Group to study Kazakh oil export via now-idle Ukraine pipeline

Aug. 5, 2003
Kazakhstan and Ukraine are examining the possibility of using an existing, but as-yet-unused oil pipeline through Ukraine as an export pipeline for Kazakh oil, reports Dow Jones Business News.

By OGJ editors

HOUSTON, Aug. 5 -- Kazakhstan and Ukraine are examining the possibility of using a recently built, but still idle oil pipeline through Ukraine as an export pipeline for Kazakh oil, reports Dow Jones Business News.

Built by the Ukraine government in 2001 to transport Caspian oil to European markets, the 9 million tonne/year pipeline line extends from Odessa on the Black Sea to Brody in Ukraine.

Kazakhstan's Energy and Mineral Resources Ministry said on July 30 that the two nations would form a working group to examine the feasibility of using the pipeline, which is not yet operable because of a lack of throughput contracts.

"The Kazakh government considers the Odessa-Brody link to be a viable alternative for Kazakhstan's oil," a ministry spokesman said.

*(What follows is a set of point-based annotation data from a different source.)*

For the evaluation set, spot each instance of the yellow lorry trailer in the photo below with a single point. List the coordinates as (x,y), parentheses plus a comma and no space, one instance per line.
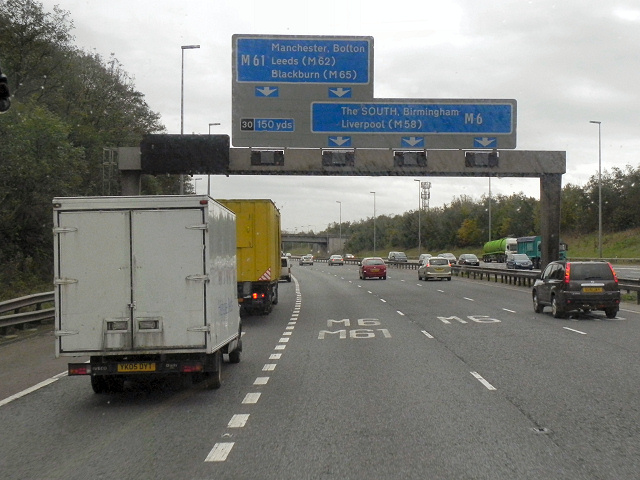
(258,253)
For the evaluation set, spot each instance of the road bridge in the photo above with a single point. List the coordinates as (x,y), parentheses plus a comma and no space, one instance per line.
(324,244)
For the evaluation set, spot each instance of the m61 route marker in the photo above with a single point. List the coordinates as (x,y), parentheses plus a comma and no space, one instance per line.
(317,92)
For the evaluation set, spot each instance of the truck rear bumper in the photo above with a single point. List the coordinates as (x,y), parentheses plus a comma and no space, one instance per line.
(143,366)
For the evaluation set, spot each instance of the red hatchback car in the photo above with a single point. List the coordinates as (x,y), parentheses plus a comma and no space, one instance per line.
(371,267)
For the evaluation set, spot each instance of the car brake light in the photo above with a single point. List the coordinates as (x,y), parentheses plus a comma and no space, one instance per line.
(615,277)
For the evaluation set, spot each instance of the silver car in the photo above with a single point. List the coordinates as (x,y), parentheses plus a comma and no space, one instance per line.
(435,267)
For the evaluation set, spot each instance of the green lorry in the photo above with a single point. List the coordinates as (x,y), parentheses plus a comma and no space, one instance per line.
(530,246)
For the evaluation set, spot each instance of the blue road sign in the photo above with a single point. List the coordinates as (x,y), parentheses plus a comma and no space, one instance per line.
(303,59)
(268,124)
(439,117)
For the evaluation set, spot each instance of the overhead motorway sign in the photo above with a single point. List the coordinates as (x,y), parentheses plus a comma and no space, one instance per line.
(276,77)
(408,123)
(289,59)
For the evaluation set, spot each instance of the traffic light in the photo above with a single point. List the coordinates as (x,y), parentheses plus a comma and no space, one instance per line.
(5,95)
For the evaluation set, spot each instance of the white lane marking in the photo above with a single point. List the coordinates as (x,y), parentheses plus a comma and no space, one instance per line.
(483,381)
(219,452)
(238,421)
(251,398)
(577,331)
(29,390)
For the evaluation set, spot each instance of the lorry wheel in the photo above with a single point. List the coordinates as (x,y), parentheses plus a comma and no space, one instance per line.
(234,357)
(536,303)
(115,383)
(98,384)
(555,309)
(213,380)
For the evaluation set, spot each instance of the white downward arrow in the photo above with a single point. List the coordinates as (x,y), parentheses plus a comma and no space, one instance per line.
(266,91)
(340,92)
(413,141)
(340,140)
(485,142)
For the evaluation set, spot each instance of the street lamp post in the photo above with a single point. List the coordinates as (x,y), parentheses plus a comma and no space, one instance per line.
(419,208)
(209,176)
(374,223)
(183,47)
(599,187)
(339,202)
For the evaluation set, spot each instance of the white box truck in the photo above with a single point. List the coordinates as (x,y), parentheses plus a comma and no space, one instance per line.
(145,286)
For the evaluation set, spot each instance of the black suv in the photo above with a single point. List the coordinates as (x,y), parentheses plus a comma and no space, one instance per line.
(571,286)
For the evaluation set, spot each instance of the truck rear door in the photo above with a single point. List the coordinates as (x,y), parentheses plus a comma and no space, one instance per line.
(168,278)
(130,280)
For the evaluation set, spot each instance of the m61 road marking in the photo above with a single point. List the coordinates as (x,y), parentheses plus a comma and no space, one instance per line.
(356,333)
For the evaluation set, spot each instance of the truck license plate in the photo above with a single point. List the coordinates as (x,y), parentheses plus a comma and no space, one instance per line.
(592,289)
(136,367)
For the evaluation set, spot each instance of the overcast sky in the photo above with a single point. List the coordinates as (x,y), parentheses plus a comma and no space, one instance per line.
(565,62)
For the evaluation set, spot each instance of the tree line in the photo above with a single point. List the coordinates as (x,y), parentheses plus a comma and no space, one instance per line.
(67,107)
(465,222)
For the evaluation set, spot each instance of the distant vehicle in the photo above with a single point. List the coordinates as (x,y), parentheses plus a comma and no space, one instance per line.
(571,286)
(336,260)
(423,257)
(497,250)
(397,257)
(373,267)
(306,260)
(530,246)
(285,269)
(519,261)
(449,256)
(435,267)
(468,259)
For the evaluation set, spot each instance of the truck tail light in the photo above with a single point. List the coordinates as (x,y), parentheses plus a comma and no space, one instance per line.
(79,369)
(197,367)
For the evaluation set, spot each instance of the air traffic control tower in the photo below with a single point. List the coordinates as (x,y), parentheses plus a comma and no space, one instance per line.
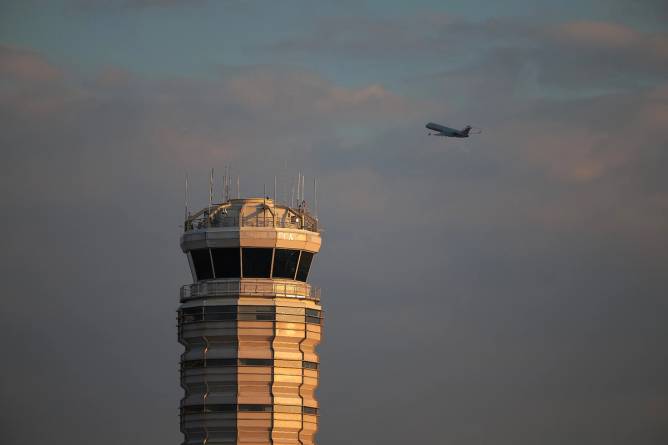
(250,323)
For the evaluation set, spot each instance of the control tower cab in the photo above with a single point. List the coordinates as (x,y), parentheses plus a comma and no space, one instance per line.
(250,323)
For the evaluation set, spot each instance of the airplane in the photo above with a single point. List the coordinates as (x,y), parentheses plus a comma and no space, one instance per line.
(448,132)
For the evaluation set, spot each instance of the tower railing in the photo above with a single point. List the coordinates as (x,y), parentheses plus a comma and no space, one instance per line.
(249,287)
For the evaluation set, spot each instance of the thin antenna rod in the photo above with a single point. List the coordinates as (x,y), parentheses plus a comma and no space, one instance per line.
(315,197)
(299,181)
(186,196)
(210,190)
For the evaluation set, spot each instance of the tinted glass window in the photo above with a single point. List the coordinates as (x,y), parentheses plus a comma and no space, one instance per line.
(304,266)
(312,316)
(310,365)
(285,263)
(255,408)
(257,262)
(226,262)
(202,263)
(255,362)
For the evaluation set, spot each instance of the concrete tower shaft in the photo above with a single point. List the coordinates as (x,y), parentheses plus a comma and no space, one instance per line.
(250,324)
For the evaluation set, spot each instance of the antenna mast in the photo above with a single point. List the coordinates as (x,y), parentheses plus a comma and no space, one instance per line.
(210,190)
(186,196)
(315,197)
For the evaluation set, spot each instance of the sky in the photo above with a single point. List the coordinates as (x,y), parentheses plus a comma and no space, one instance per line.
(506,289)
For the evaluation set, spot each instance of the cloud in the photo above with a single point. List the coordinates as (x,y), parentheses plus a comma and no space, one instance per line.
(573,56)
(527,263)
(27,66)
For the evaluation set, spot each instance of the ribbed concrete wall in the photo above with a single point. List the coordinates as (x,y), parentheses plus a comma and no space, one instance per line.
(250,367)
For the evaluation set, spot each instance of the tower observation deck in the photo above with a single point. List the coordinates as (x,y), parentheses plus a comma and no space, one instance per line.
(250,324)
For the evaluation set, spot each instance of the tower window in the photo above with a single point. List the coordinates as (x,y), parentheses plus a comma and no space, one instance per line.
(202,264)
(304,266)
(226,262)
(285,263)
(257,262)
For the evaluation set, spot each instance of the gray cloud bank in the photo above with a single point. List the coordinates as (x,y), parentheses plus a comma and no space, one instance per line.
(510,289)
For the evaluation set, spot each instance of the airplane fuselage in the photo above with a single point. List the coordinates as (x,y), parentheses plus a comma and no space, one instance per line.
(447,131)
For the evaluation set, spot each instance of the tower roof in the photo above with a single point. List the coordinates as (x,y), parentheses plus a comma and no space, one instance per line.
(252,212)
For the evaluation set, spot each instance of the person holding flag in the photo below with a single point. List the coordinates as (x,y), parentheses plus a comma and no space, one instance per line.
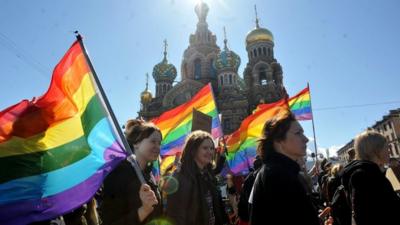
(125,199)
(278,187)
(197,200)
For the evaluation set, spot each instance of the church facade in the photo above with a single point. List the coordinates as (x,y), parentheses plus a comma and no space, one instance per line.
(205,62)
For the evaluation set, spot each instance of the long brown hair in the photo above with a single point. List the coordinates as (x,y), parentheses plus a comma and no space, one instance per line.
(275,129)
(136,130)
(192,144)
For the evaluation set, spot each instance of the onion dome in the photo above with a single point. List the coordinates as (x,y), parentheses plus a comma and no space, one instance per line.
(227,59)
(259,34)
(164,70)
(146,96)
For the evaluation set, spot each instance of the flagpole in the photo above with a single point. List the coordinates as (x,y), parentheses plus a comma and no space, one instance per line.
(312,120)
(114,121)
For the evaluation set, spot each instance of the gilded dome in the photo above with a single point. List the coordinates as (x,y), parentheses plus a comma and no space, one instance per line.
(164,70)
(259,34)
(227,59)
(146,97)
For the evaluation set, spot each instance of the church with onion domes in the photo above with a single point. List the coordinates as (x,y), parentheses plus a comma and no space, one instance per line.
(205,62)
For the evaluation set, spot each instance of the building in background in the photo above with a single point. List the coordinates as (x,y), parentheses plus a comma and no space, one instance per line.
(205,62)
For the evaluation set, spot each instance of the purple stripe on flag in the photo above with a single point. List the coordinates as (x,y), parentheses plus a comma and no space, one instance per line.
(28,211)
(306,116)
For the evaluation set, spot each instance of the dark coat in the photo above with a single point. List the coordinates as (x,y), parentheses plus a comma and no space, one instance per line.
(121,199)
(279,196)
(188,204)
(373,199)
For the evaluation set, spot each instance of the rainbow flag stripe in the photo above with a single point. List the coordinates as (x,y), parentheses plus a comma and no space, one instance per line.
(176,123)
(300,105)
(242,143)
(55,150)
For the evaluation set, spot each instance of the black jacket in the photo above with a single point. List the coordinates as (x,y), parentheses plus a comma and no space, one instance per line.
(279,197)
(188,204)
(121,199)
(373,199)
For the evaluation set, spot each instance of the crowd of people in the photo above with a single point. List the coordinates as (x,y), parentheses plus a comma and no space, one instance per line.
(278,190)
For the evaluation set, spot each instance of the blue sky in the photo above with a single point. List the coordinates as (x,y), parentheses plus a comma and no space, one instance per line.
(347,50)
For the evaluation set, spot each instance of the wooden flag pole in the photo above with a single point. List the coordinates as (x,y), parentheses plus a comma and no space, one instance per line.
(131,157)
(312,120)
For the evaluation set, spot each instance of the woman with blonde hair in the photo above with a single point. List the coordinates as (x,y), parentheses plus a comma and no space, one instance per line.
(373,200)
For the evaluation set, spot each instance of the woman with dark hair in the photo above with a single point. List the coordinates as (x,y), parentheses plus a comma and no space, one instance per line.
(125,199)
(197,200)
(279,196)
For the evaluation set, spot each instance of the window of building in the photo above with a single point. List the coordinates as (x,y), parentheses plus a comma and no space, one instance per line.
(197,69)
(227,123)
(262,75)
(396,149)
(213,70)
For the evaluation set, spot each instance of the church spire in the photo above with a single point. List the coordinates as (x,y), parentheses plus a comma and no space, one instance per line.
(147,81)
(165,50)
(255,10)
(225,40)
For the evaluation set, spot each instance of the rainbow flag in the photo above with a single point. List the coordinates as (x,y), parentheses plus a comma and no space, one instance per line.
(56,150)
(300,105)
(176,123)
(242,143)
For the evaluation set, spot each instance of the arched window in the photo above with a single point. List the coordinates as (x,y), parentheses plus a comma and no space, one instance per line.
(185,70)
(197,69)
(262,73)
(213,71)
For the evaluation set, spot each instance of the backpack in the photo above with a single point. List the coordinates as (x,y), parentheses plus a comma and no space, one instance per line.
(341,210)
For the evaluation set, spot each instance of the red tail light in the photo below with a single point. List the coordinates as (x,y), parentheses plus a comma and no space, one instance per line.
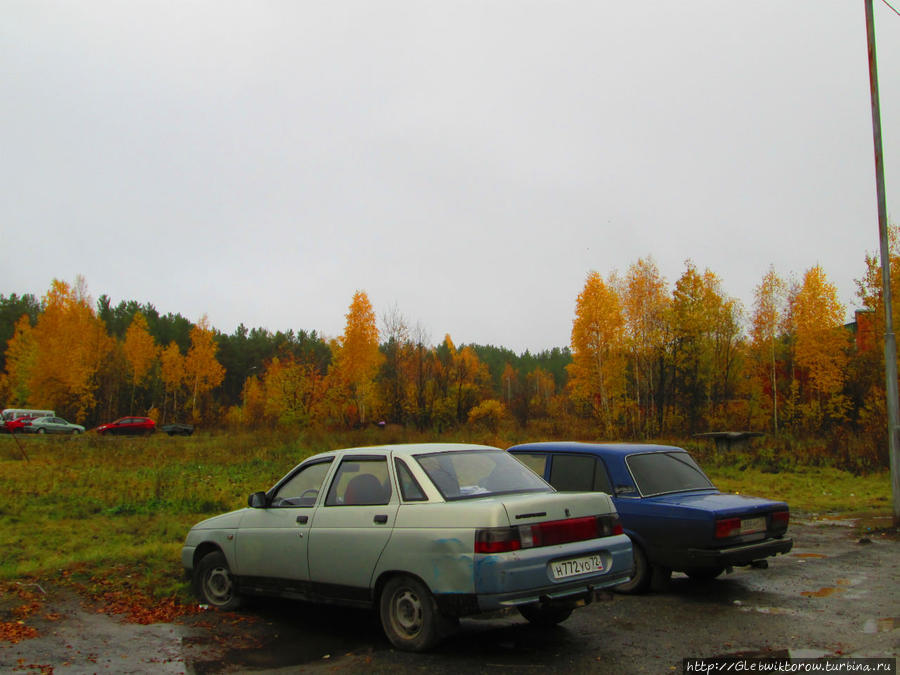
(502,539)
(497,540)
(728,527)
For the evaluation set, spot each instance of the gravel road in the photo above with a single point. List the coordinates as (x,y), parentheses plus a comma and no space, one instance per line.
(835,594)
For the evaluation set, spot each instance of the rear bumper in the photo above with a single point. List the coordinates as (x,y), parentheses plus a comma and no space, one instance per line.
(737,555)
(524,577)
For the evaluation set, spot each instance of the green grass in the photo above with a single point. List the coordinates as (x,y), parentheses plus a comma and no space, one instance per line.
(93,508)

Ukraine's oil transportation company, Ukrtransnafta, formed in June 2001 to operate Ukraine's three pipelines, is said to be currently negotiating with the Swiss Capital Group and Drake Group over forming a consortium to operate the pipeline, according to Ukrtransnafta director Oleksandr Todiychuk, who told a press conference July 19 that the company plans to involve some experienced foreign firms in this project as well.

The $450 million Odessa-Brody pipeline, originally was designed to be extend to Potsk, Poland, and later to the Gdansk refinery. Kazakhstan may finance the Potsk extension, a spokesman from the ministry said.

The share and terms of Kazakhstan's participation in the project will be finalized after the feasibility report is completed. The governments of Ukraine and Poland also have given political support to the project. Ukraine and Kazakhstan are expected to draft an intergovernmental agreement for Kazakh oil transit via Ukraine in the third quarter.

Oil production in Kazakhstan is forecast at 52 million tonnes this year, out of which 8.5 million tonnes will be used domestically and 44 million tonnes exported.

Kazakhstan's national oil and gas monopoly KazMunaiGas will be an operator for Kazakh gas transportations to Ukraine, and Neftegas Ukraine will represent the Ukrainian side.

Several Russian oil companies, however, want to reverse the idle 52 km pipeline. For example, Russia's TNK-BP, a joint venture of Tyumen Oil Co., BP PLC and others (OGJ Online, July 23, 2003), wants to export crude through the line by reversing the flow and loading oil tankers at Odessa.

Although this option would most quickly allow Ukraine to recover its construction costs, it also would strengthen Russia's existing monopoly on oil exports from the Caspian Sea basin.

Kazakhstan currently has only two crude export routes—one to Samara in Russia, and one to the Russian port city of Novorossisk on the Black Sea, via the Caspian Pipeline Consortium system.

Feasibility studies also are being carried out on a pipeline to Iran from Kazakhstan and another to China.